You may have heard by now that medical errors are currently the 3rd leading cause of death in the United States. And, yet, in spite of this horrifying news, thankfully, this once-hidden fact is quickly becoming common knowledge. In recent years, an increase in medical malpractice awareness has certainly led to an increase in public outrage and strategy. Is this problem, once shrouded in a culture of secrecy, finally beginning to be discussed and addressed openly?
The figures here are quite astonishing: 365,000 people die unnecessarily every year from medical error, and even countless more are injured. The good news is that revolutionary, yet simple, procedural changes — such as improved communication, and increased reporting — can go a long way in preventing unnecessary deaths.
Birth Injury and Medical Error — an Incomplete Picture?
A 2012 study conducted by the U.S. Department of Health and Human Services (DHHS) examined hospital reporting systems and found that, by and large, they do not capture most incidents of patient harm. In fact, “only an estimated 14 percent of the patient harm events experienced by Medicare beneficiaries” were reported.
This issue of non-reporting is especially dangerous when we consider that birth injuries occur in 7 out of every 1,000 births. Oftentimes, injuries such as cerebral palsy can take weeks, months, or in some cases even years, to become apparent. In the meantime, victims lose valuable time that could have been spent utilizing cutting-edge technology and medical advances.
Until all instances of medical error and negligence are reported, patients will continue to suffer. The stress and self-doubt associated with questioning a medical professional’s conduct is an unfair burden to place on victims of malpractice, and, ultimately, it stalls the process of effective medical treatment.
Full reporting is the cornerstone to comprehensive procedural overhaul, as it has been proven to decrease the occurrence of serious events leading to death or injury. As always, accountability is the antidote to negligence.
Hospital Miscommunication Runs Deep
The types of miscommunication that can occur in a hospital setting are many. To start with, different hospital facilities are often not able to communicate with each other. If a patient requires medical services while in a different state, and comprehensive medical records are not readily available, the possibility of medical error entering into diagnosis and treatment is fairly strong.
It is worth noting that doctors are certainly in favor of record sharing. A 2015 survey found that 96 percent of physicians believe that the ability of electronic health records (EHRs) to “access relevant patient data from other EHRs” is crucial to improving patient care. How can this be reconciled with the fact that only 14 percent of physicians share data with providers outside their organization?
In addition to enhancing communication between hospitals, medical professionals must learn how to communicate more effectively in-house. New technology — like that developed at Brigham and Women’s Hospital in Boston, Massachusetts — has improved communication in the crucial handoff stage when shift change occurs and new staff members must be thoroughly updated.
Miscommunication is preventable — therefore, negligence stemming from miscommunication is also preventable. If medical institutions focused on addressing weaknesses in communication, thousands of lives could be saved each year.
Don’t Underestimate the Role of Awareness
As a society, we must choose to address this issue or nothing will change. Each day we remain idle, roughly 1,000 people will needlessly die, and more will be injured.

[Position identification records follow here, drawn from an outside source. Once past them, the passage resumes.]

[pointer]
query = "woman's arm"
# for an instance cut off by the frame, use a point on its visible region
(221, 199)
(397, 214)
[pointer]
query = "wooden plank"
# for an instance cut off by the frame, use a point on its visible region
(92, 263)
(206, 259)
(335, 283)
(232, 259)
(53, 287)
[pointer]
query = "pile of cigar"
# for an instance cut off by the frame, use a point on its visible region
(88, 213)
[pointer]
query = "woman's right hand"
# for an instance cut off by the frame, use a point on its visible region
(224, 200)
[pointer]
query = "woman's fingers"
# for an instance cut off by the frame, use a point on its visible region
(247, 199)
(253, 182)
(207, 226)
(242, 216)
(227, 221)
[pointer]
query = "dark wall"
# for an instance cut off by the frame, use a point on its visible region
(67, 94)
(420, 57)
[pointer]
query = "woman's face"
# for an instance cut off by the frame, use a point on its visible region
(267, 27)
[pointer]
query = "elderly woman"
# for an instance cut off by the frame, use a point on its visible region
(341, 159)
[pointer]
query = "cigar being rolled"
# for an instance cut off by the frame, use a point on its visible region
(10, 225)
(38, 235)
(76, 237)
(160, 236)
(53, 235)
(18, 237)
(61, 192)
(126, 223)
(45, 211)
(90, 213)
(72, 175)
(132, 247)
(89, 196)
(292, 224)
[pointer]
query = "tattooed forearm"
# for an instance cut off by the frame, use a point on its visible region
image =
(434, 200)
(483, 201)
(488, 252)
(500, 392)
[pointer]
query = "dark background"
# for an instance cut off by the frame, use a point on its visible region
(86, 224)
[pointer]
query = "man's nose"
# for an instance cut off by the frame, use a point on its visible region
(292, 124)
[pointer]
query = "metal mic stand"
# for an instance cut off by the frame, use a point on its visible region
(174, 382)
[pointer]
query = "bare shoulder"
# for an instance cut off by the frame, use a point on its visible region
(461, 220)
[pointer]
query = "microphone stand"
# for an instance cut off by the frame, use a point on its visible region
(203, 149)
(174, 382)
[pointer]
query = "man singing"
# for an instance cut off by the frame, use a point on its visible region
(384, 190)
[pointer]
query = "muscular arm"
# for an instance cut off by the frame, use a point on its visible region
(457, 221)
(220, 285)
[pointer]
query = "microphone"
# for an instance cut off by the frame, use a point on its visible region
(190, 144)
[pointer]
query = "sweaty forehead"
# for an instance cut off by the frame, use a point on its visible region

It may seem like this is too big of a problem to tackle — but this thinking is incorrect. Simple yet comprehensive policy changes can prevent miscommunication that leads to malpractice.
The name of the game here is communication. Doctors and medical professionals must learn how to communicate with each other. Electronic databases must be designed to do the same. Medical errors must be recorded in the name of transparency. In addition, doctors guilty of malpractice must be held accountable, and for good reason — malpractice lawsuits have been proven to improve safety and training.
One of the reasons why the high incidence of medical error has persisted for so long is the culture of secrecy that surrounds it. In many cases, this secrecy is also mixed with a large dose of corruption. In order to address this health crisis, awareness must be raised, and the facts must be brought out of the shadows into the light of day where public scrutiny can begin to provoke meaningful change in institutional policy that can save thousands upon thousands of lives each year.